Мне становится легко на душе.
– Я люблю тебя, мам, – говорю я. И эти слова могу произнести только одному человеку на земле. Если бы папа был жив, то – двум.
– Иди сюда, мой маленький монстрик с Марса, нежно произносит мама и отодвигается в кресле. Я подтягиваюсь за планку стола и оказываюсь прямо у неё на коленях. Она обнимает меня и целует в щёку рядом с носом.
Мне хорошо, и я не стесняюсь.
Никто же не видит.
Позже в комнате я отцепляю с шеи крестик и убираю его в шкатулку, где храню все старые и важные для меня вещи.
На мне остаётся лишь амулет Природы.
* * *
Когда Володька входит в дом, он с отвращением морщится. Ещё бы, повсюду разливается вонь жарящейся курицы. Мне тоже не по себе. Со ступенек слетает мама, видит тётю Свету и Володьку, и впопыхах произносит:
– Здравствуйте! Проходите к диванам. Мы сейчас будем накрывать на стол. Извините, я тут всё бегаю. Но через минуту буду ваша! Никита, усади пока гостей.
С этими словами мама скрывается за дверью в кухню. Я вижу растерянное выражение лица тёти Светы и закрываю за ней дверь.
– Так, ребята, – тихо шепчу я. – Играем по их правилам. Если сказали – обед, значит – обед. Вы пришли рано, они не успели толком ничего приготовить, но думают, что целью сегодняшней встречи будет именно обед. Нажраться, посмеяться и разойтись.
Тётя Света снимает обувь и проходит на диванчик за стол в гостиной. Она немного адаптируется к обстановке, и садится.
– Ты должен был сказать, что есть серьёзный разговор, – говорит она. – И что обеды всякие не нужны.
– Это вы сами ей всё скажете, – говорю я. – Я вчера еле-еле поведал о вашем визите.
– Да ты говоришь как галантный кавалер, – улыбается тётя Света.

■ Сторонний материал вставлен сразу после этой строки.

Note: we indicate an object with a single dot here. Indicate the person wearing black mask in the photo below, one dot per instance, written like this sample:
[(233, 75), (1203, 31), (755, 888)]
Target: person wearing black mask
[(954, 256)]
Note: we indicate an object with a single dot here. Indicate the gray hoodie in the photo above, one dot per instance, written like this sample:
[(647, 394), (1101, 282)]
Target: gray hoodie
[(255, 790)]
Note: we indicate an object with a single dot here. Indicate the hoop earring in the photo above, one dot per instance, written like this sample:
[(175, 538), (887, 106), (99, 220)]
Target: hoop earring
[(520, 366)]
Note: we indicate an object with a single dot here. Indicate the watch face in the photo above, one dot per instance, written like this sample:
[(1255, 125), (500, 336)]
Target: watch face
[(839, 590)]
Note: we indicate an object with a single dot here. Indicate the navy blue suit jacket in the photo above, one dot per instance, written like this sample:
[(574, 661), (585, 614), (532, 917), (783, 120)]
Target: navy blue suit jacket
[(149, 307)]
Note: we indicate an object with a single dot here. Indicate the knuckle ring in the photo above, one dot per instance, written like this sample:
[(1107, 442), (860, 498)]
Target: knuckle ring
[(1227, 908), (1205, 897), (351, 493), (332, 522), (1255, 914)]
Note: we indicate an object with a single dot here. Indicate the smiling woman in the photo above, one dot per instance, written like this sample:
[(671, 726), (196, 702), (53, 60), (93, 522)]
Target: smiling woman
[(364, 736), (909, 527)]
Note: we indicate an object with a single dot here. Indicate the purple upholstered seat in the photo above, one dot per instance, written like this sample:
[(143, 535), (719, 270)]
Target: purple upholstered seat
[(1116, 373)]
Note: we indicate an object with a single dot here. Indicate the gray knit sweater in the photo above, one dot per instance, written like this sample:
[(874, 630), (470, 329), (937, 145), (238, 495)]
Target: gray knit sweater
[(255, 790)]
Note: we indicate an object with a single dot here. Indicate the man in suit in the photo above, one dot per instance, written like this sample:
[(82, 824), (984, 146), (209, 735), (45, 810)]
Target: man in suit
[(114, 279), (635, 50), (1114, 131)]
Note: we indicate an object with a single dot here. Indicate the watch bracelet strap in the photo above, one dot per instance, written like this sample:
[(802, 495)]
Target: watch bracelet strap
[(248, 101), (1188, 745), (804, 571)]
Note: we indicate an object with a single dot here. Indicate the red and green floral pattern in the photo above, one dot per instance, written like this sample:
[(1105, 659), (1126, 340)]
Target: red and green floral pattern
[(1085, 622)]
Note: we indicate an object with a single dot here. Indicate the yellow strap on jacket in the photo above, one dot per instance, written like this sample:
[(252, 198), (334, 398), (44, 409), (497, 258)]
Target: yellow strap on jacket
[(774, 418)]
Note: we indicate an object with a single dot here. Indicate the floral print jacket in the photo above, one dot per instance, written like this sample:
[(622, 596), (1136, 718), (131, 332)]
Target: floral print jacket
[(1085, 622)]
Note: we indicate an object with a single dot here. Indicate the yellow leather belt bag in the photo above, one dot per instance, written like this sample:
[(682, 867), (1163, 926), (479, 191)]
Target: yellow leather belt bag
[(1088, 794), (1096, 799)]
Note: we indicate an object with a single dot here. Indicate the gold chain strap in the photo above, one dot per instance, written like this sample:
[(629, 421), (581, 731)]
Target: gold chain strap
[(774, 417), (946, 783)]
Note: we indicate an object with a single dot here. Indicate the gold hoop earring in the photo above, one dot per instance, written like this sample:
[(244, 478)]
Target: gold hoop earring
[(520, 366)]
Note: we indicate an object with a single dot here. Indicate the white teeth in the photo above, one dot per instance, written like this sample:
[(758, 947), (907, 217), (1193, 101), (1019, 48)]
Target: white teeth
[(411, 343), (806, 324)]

Я смущённо улыбаюсь и плюхаюсь в кресло, мысленно слышу, как Володька здоровается с Каштаном, хотя рассматривает сервиз на столе.
– Как вы собираетесь начать разговор? – шепчу я.
– Увидишь, – подмигивает тётя Света.
– Ох, – я откидываюсь на спинку и тревожно смотрю в потолок. – Она не поймёт. Особенно, когда вы скажете, что зелёные дети часто умирают.
– Они не просто часто умирают, – хмуро заявляет Володька. – Они вообще редко доживают до шестнадцати лет.
Я хлопаю себя по лбу.
– Кажется, разговор сегодня не задастся.
– Погоди-погоди, – тётя Света машет руками. – Вот именно это твоей маме узнавать сегодня не обязательно. Сегодня достаточно, чтобы она поняла, что ты не такой, как все. Информация должна приходить постепенно.
– Хоть это… – но не успеваю договорить, в гостиную уже вносят чашку с картофельным пюре.
Мама ставит её посреди стола, при этом улыбка вот-вот разорвёт губы. Я верю в искренность этой улыбки, гостей у деда не было давно.
– Ну что же вы суетитесь, – машет руками тётя Света. – Мы могли же просто попить чаю.
– Ничего-ничего, – машет руками в ответ мама. – Гостей мы давно не встречали.
– Давайте я хоть вам помогу, – находится тётя Света.